As I had my Cheerios and buttered bagel this morning, I listened with great disappointment to an NPR story on Scott Simon’s Weekend Edition that I thought miserably failed the “Is this a radio story” test.
I’ve waited a couple of hours for NPR to post the audio so I could listen again, to make sure I wasn’t passing judgment too quickly or missing the real focus of the story.
Now that the audio is online and I’ve heard it second time, it seems I wasn’t wrong. This just doesn’t work for radio. It’s a good story, but for my favorite medium– TV.
It Just Doesn’t Work
The headline on the NPR’s web site says “An Unlikely Pair Pictures Havana”
How do you show pictures on radio?
Well-written radio copy can describe a scene and you can picture it in your mind. But, that only goes so far. If visuals and the gathering of those visuals are the story, the news reporter stretches and likely exceeds the limits of our aural senses.
To fully understand Debbie Elliott’s story about Nestor Marti and Chip Cooper’s collaborative project in Old Havana, you have to visit NPR’s Photo Blog, The Picture Show.
Was this really about Getting You to the Web?
And maybe that’s what the story was about– driving traffic to NPR’s Web site. Sorry to be cynical.
I looked forward to hearing this story because it featured one of our beloved University of Alabama alums doing a story about one of our great professors, Chip Cooper, who is a colleague and friend.
The Alabama Cuba Initiative is featured and I wanted to hear what others around the world could learn about it.
But when you write works like he had to “ditch his trusty tripod” or “you can see that in a striking portrait of an old man,” these are clues that maybe this is a story you do with a video camera.

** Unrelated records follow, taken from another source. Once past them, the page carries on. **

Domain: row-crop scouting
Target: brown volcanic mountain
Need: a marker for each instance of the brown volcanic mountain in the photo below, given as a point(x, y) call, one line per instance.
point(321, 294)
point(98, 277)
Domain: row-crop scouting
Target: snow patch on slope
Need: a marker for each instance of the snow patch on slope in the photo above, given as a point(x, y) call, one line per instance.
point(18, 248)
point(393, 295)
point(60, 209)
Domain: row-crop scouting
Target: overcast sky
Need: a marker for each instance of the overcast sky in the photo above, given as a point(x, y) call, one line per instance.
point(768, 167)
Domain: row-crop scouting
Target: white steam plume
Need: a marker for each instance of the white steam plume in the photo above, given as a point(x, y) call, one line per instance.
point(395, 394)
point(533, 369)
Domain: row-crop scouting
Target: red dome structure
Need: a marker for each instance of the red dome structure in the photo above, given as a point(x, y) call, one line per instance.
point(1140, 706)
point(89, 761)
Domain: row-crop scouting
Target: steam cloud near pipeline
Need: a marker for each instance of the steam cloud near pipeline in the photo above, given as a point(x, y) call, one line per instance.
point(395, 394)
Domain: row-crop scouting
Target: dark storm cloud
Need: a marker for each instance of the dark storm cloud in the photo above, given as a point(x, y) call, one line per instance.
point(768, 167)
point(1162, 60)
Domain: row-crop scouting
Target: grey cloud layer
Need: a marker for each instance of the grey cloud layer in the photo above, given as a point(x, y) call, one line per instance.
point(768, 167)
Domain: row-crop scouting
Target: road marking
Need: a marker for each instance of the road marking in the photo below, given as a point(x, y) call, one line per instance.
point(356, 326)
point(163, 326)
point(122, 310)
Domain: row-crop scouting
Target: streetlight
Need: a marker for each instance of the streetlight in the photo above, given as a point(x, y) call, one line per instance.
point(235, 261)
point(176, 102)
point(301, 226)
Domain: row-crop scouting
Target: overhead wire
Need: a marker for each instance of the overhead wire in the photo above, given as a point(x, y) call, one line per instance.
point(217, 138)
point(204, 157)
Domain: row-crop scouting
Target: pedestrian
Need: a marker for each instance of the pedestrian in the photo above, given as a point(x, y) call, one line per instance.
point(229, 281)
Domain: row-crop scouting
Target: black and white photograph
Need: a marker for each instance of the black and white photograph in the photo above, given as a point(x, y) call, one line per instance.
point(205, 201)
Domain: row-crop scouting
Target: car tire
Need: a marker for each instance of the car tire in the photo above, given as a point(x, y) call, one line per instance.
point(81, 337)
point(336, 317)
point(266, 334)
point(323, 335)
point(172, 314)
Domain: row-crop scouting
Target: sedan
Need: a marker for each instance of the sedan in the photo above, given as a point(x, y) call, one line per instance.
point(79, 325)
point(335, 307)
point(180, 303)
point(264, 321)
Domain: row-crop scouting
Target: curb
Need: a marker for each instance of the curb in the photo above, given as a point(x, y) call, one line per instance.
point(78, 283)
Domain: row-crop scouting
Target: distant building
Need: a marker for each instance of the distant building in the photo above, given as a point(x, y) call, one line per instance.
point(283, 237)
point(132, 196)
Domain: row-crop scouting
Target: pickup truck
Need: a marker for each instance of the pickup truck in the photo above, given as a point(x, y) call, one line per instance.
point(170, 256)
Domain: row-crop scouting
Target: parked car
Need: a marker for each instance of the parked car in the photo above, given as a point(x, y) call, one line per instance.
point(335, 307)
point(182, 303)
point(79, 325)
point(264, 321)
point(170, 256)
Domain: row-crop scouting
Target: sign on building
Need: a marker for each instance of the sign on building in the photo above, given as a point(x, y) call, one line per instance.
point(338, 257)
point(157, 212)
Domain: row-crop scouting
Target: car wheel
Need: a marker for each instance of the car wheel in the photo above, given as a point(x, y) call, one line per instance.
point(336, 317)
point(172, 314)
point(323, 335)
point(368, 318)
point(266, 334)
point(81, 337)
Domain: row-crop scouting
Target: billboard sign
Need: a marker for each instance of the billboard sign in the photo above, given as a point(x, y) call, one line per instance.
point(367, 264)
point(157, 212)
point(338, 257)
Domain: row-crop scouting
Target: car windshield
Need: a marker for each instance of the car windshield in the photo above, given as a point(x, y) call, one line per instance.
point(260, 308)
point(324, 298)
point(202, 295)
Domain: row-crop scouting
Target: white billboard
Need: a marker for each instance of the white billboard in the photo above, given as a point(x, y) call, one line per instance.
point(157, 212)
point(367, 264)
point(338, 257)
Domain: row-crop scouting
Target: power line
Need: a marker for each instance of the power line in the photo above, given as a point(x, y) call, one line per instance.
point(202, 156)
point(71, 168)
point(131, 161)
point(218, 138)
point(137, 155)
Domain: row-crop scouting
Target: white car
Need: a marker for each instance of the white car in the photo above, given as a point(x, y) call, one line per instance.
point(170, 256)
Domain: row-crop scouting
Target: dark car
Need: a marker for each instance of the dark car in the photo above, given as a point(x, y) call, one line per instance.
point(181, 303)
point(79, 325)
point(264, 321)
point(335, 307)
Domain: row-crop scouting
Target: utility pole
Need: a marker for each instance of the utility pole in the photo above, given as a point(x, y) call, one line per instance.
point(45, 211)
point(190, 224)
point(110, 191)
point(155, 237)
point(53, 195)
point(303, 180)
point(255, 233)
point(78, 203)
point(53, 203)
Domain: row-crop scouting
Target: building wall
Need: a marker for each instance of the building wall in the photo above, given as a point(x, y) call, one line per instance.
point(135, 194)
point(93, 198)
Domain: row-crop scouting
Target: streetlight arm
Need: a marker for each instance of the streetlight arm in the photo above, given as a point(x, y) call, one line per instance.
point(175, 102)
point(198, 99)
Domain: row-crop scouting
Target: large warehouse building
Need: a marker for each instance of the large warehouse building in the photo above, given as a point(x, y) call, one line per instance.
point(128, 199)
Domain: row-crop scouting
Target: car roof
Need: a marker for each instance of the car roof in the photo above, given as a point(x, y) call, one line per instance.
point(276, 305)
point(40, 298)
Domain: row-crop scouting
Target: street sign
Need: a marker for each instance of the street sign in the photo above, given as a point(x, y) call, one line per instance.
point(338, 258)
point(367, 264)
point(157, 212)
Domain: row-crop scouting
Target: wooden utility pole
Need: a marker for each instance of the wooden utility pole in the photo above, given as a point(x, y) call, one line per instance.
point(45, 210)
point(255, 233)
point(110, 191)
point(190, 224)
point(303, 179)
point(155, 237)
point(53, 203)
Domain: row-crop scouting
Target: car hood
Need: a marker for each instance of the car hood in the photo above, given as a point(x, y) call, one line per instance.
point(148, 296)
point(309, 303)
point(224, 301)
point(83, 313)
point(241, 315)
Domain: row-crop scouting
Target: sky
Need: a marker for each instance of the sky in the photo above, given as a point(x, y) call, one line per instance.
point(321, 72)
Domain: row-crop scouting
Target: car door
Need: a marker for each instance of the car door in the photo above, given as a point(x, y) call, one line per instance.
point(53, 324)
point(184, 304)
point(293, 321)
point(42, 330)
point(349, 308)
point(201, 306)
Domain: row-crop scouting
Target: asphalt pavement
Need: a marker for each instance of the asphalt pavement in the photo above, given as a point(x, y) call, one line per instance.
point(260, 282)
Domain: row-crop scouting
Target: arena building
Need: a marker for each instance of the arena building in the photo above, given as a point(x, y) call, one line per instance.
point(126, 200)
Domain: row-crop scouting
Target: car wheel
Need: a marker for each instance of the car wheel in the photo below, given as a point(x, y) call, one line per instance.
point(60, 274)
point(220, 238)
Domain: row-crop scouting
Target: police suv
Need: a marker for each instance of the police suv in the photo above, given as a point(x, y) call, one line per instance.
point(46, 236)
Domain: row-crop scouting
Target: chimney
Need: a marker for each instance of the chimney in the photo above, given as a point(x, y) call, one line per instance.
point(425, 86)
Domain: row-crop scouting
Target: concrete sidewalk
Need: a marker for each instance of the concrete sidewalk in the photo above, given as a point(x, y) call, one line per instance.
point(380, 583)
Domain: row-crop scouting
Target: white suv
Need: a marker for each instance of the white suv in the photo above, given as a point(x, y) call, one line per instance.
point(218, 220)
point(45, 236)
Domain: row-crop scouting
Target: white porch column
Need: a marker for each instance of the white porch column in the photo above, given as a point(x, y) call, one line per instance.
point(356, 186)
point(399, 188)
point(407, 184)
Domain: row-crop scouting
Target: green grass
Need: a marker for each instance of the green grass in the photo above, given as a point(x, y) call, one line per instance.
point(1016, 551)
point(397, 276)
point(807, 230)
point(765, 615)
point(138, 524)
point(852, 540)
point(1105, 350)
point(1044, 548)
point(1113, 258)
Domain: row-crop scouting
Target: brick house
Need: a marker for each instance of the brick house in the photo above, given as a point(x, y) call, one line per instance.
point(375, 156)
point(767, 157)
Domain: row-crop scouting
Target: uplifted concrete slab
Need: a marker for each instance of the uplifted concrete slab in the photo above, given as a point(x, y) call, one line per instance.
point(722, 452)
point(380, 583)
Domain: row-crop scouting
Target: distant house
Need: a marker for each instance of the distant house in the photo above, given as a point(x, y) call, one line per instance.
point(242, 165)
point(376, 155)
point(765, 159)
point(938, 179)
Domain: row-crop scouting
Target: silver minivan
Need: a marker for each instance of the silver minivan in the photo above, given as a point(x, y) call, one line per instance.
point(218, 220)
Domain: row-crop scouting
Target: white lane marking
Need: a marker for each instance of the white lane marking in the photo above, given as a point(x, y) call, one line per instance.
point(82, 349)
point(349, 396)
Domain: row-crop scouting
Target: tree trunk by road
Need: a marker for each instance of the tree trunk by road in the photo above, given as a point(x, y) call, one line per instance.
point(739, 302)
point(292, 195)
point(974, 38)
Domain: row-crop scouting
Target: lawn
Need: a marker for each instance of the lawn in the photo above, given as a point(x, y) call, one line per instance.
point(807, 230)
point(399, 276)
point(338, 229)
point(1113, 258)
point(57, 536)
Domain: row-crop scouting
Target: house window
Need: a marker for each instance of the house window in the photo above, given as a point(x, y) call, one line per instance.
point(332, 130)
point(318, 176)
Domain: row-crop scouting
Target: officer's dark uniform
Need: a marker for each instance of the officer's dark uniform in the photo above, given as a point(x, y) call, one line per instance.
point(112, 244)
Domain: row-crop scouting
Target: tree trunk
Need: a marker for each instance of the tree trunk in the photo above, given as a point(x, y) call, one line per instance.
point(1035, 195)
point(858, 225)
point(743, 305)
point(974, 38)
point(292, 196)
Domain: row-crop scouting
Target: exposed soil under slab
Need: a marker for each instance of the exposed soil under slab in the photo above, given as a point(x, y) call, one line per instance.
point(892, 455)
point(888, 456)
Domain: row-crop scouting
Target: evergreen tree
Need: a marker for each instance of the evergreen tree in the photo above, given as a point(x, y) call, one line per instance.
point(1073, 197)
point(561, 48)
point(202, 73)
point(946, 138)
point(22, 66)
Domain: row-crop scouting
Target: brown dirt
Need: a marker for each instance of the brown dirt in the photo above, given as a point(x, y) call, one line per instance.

Having heard Debbie Elliott say recently during a return to her alma mater that she is not one for being on camera, I suspect she would not have done this story if it required video.
No matter how visual of a storyteller you are. And, Debbie is one of the best, this was NOT the best story for radio.
When you see “shots like this” and we can’t see the shots, the story falls flat.
Elliott tells us about “Havana: Side by Side,” an exhibit that is going to be captured in a book.
Maybe when that book comes out, we’ll SEE The images in a great video story– perhaps one by Debbie Elliott for one of NPR’s TV partners?